Avant d’examiner les termes du débat et les lois relatives à l’avortement dans le reste du continent, il convient de s’interroger sur les raisons du revirement politique argentin. Il faut en effet se rappeler de l’immense déception de 2018, quand le Sénat argentin, lors d’un vote très serré, se prononça majoritairement contre le projet de loi pour l’avortement, alors que dehors, les rues étaient gagnées à la cause de l’avortement. La déception fut d’autant plus grande que c’était la première fois que le Parlement argentin examinait un projet de loi sur cette question. Qu’est-ce qui a changé depuis ? Quels facteurs expliquent le triomphe politique d’aujourd’hui ?
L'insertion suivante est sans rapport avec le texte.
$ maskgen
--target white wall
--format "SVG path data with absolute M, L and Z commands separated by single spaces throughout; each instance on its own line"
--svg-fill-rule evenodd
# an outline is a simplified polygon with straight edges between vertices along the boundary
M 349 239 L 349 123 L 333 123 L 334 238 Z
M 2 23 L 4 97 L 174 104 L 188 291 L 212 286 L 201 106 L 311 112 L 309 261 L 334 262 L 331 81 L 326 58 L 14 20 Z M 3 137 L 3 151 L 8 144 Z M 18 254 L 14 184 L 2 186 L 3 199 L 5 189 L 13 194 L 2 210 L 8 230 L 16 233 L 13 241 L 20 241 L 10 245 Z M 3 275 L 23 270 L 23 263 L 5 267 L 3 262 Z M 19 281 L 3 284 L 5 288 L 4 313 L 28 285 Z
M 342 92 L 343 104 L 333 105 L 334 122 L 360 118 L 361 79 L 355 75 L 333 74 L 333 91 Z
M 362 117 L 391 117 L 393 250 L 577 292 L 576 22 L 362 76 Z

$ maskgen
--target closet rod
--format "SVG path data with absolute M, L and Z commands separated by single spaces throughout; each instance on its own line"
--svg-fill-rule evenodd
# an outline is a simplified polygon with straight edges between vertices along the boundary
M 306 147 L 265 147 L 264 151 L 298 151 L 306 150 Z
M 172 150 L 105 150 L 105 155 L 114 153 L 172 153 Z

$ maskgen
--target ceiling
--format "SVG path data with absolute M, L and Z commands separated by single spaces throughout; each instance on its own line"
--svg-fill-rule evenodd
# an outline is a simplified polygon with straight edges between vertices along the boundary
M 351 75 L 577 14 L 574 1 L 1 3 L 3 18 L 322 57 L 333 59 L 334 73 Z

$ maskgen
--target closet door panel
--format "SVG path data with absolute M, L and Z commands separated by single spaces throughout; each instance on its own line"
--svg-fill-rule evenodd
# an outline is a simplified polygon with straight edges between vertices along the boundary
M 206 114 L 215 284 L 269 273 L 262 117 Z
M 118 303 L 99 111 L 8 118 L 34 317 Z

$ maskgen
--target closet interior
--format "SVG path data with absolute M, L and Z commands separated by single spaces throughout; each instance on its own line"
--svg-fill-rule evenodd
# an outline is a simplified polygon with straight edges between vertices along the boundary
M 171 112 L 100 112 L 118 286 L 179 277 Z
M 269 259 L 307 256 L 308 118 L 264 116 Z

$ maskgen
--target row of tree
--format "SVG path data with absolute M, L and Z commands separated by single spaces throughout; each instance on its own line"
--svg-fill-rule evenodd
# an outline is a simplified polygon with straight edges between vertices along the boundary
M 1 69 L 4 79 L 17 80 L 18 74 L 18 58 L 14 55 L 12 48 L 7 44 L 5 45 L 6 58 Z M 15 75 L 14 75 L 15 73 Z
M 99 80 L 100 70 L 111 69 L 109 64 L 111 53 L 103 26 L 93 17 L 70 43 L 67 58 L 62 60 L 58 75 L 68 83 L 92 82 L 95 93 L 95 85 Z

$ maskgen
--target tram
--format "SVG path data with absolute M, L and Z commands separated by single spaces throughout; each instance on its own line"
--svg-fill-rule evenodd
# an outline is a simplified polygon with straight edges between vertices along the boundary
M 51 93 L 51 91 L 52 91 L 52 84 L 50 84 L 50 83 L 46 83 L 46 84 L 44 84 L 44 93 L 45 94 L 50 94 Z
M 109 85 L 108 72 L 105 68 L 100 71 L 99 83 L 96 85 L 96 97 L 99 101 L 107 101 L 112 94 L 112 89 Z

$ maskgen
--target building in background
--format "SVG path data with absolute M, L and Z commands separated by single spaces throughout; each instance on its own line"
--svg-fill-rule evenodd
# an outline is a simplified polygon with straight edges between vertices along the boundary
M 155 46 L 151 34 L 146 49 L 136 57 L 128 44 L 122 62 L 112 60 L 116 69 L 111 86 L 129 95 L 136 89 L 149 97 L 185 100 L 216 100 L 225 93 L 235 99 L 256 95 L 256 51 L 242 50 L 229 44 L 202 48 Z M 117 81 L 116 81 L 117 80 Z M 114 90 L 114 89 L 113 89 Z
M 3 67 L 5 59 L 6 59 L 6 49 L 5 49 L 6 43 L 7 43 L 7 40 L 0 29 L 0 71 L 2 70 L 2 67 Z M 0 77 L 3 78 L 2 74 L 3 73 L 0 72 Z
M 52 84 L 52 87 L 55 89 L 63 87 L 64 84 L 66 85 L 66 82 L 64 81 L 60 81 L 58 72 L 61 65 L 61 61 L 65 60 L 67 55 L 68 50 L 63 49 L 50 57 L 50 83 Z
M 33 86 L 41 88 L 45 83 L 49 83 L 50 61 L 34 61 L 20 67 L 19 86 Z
Le changement dans l’exécutif a été pointé par des analystes comme un facteur déterminant. En effet, le président Alberto Fernandez, péroniste, a été un soutien ferme de la loi. Aujourd’hui, il affirme aujourd’hui s’être toujours opposé, en tant que professeur universitaire (il est juriste), à la pénalisation des femmes qui avortent. Dès 2018, et avant de devenir candidat présidentiel, il avait ouvertement pris parti pour l’IVG ; celle-ci fut également une de ses promesses durant la campagne électorale de 2019. Mais ce soutien politique semble traduire surtout la volonté de se mettre en phase avec la majorité des citoyens. Le cas de son prédécesseur, Mauricio Macri est, lui très éloquent. Opposé personnellement à l’avortement, celui qui affirmait en 2015 : « L’Argentine n’est pas prête pour ce débat », ouvrait les séances parlementaires de 2018 en invitant à réaliser un débat sur l’avortement.
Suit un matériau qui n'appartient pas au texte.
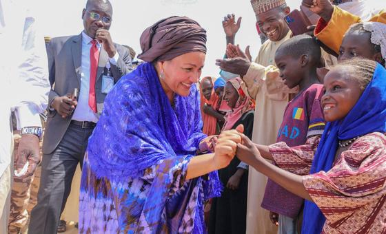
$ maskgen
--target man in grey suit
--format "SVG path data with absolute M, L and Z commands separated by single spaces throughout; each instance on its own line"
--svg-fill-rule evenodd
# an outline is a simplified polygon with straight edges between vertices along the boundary
M 49 108 L 43 143 L 38 203 L 29 233 L 56 233 L 78 163 L 83 164 L 89 136 L 112 85 L 132 70 L 128 49 L 114 43 L 108 0 L 88 0 L 82 12 L 84 30 L 53 38 L 47 47 Z M 74 97 L 74 89 L 79 90 Z

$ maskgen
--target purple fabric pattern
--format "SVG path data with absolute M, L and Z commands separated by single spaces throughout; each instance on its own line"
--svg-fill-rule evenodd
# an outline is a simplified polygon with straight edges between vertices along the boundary
M 127 181 L 162 159 L 194 155 L 206 136 L 199 94 L 175 96 L 174 107 L 152 63 L 123 76 L 105 100 L 89 140 L 90 167 L 99 178 Z

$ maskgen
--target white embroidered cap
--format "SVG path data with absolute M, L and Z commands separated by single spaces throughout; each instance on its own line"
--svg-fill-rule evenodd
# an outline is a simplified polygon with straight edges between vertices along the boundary
M 379 22 L 364 22 L 363 28 L 372 34 L 372 43 L 380 46 L 382 58 L 386 59 L 386 24 Z
M 251 4 L 257 15 L 285 4 L 285 0 L 251 0 Z

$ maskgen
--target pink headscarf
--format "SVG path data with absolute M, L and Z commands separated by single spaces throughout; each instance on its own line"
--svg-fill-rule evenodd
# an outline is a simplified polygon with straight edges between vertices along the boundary
M 228 80 L 227 83 L 230 83 L 237 90 L 238 99 L 232 111 L 225 115 L 225 123 L 223 127 L 223 131 L 232 129 L 234 124 L 244 114 L 254 109 L 252 98 L 248 94 L 247 87 L 243 80 L 239 77 L 236 77 Z

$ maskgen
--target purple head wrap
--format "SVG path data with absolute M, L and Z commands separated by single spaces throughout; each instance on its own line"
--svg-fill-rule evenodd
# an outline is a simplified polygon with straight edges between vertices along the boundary
M 146 62 L 168 61 L 183 54 L 206 54 L 206 31 L 195 21 L 185 17 L 162 19 L 148 28 L 141 36 L 142 53 Z

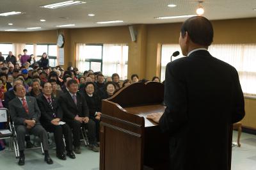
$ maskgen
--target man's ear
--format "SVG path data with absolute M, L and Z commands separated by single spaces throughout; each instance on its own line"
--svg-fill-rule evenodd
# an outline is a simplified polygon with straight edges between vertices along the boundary
M 185 42 L 186 42 L 186 44 L 188 44 L 188 42 L 189 42 L 189 40 L 190 40 L 190 37 L 189 37 L 189 35 L 188 35 L 188 31 L 186 31 L 186 33 L 185 33 Z

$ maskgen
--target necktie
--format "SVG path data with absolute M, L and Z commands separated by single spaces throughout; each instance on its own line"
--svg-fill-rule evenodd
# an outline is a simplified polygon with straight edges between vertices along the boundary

Dans ce même registre de volte-face politique, rappelons que l’ancienne présidente péroniste Cristina Kirchner (2007 – 2015) avait été, elle aussi, une ferme opposante à ce droit en raison de ses convictions personnelles. Si elle a changé d’avis en 2018, tout comme plusieurs autres députés et personnalités politiques, c’est sans aucun doute à cause de l’immense mobilisation féministe en Argentine.
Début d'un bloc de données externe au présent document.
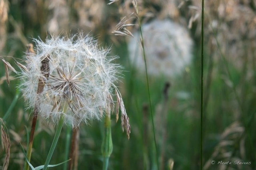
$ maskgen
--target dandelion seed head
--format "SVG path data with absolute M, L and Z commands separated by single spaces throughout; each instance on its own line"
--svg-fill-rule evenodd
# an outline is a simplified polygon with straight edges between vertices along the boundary
M 185 70 L 192 57 L 193 42 L 186 29 L 170 20 L 156 20 L 142 26 L 148 73 L 174 77 Z M 141 73 L 145 63 L 140 34 L 134 34 L 129 44 L 130 59 Z
M 19 75 L 28 108 L 36 105 L 40 115 L 54 123 L 63 114 L 73 128 L 112 110 L 109 97 L 113 87 L 118 90 L 114 83 L 121 67 L 112 63 L 117 57 L 108 56 L 109 49 L 99 49 L 97 41 L 82 34 L 34 41 L 36 54 L 24 57 L 27 69 Z M 122 114 L 127 116 L 125 110 Z

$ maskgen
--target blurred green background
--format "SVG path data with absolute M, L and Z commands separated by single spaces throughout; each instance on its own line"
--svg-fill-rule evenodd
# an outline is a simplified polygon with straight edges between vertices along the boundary
M 139 11 L 144 23 L 156 18 L 168 18 L 185 27 L 188 25 L 194 44 L 191 52 L 193 59 L 182 74 L 171 79 L 149 75 L 157 157 L 163 170 L 170 169 L 172 161 L 173 169 L 198 170 L 200 144 L 200 1 L 139 1 Z M 202 129 L 204 169 L 255 169 L 255 2 L 206 1 Z M 116 62 L 124 67 L 123 78 L 117 85 L 130 118 L 131 133 L 128 140 L 125 133 L 122 132 L 120 121 L 115 123 L 114 114 L 112 128 L 113 152 L 108 169 L 157 169 L 145 75 L 137 72 L 129 59 L 128 39 L 111 33 L 120 19 L 134 10 L 130 2 L 120 1 L 111 5 L 107 4 L 108 1 L 100 0 L 0 0 L 0 2 L 2 56 L 22 58 L 26 45 L 34 43 L 32 38 L 39 36 L 45 40 L 50 31 L 57 35 L 61 33 L 72 35 L 79 30 L 98 38 L 101 46 L 111 47 L 110 55 L 120 56 Z M 5 13 L 5 10 L 7 13 Z M 134 18 L 129 22 L 138 24 Z M 132 32 L 138 28 L 136 26 L 131 27 L 129 30 Z M 11 58 L 3 57 L 18 70 Z M 10 76 L 12 79 L 8 87 L 4 79 L 4 64 L 0 63 L 2 118 L 18 93 L 16 87 L 18 80 L 15 78 L 14 73 L 10 72 Z M 166 100 L 163 91 L 167 82 L 171 86 Z M 23 169 L 24 162 L 20 142 L 26 149 L 32 116 L 32 111 L 26 109 L 24 101 L 20 94 L 5 122 L 11 144 L 10 170 Z M 38 119 L 31 161 L 35 167 L 44 164 L 55 132 L 53 125 L 41 118 Z M 90 125 L 80 125 L 78 169 L 102 168 L 102 122 L 93 121 Z M 65 160 L 68 128 L 65 127 L 62 130 L 51 164 Z M 0 166 L 2 165 L 5 156 L 4 150 L 0 149 Z M 162 158 L 164 161 L 161 164 Z M 216 161 L 214 164 L 212 164 L 213 160 Z M 232 164 L 221 164 L 218 163 L 219 161 L 229 161 Z M 238 161 L 250 164 L 235 163 Z M 52 169 L 62 170 L 63 166 Z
La lutte pour l’avortement est une des causes majeures du très dynamique et très divers mouvement féministe argentin. La « marée verte », du nom du symbole de la manifestation pour le droit à l’avortement (le foulard vert est brandi par les partisans de l’avortement, bien qu’on ignore l’origine précise de ce symbole) s’inscrit pleinement dans les mobilisations récentes dans le pays, et notamment celles, très imposantes, contre les féminicides (#NiUnaMenos), dès 2015, et pour la grève des femmes, en 2017 (#NosotrasParamos). Porté majoritairement par les jeunes, ce mouvement est présent dans l’espace public sous le mode traditionnel des manifestations et également dans les réseaux sociaux. Dans tous les cas, il entend bousculer le patriarcat et son système de valeurs et de privilèges. Le projet de loi de 2018, puis celui présenté en 2020, ont été un catalyseur des différents secteurs féministes, des groupes locaux aux grandes fédérations d’étudiants, en passant par les représentants de syndicats, les mouvements de chômeurs, des usines « récupérées », etc.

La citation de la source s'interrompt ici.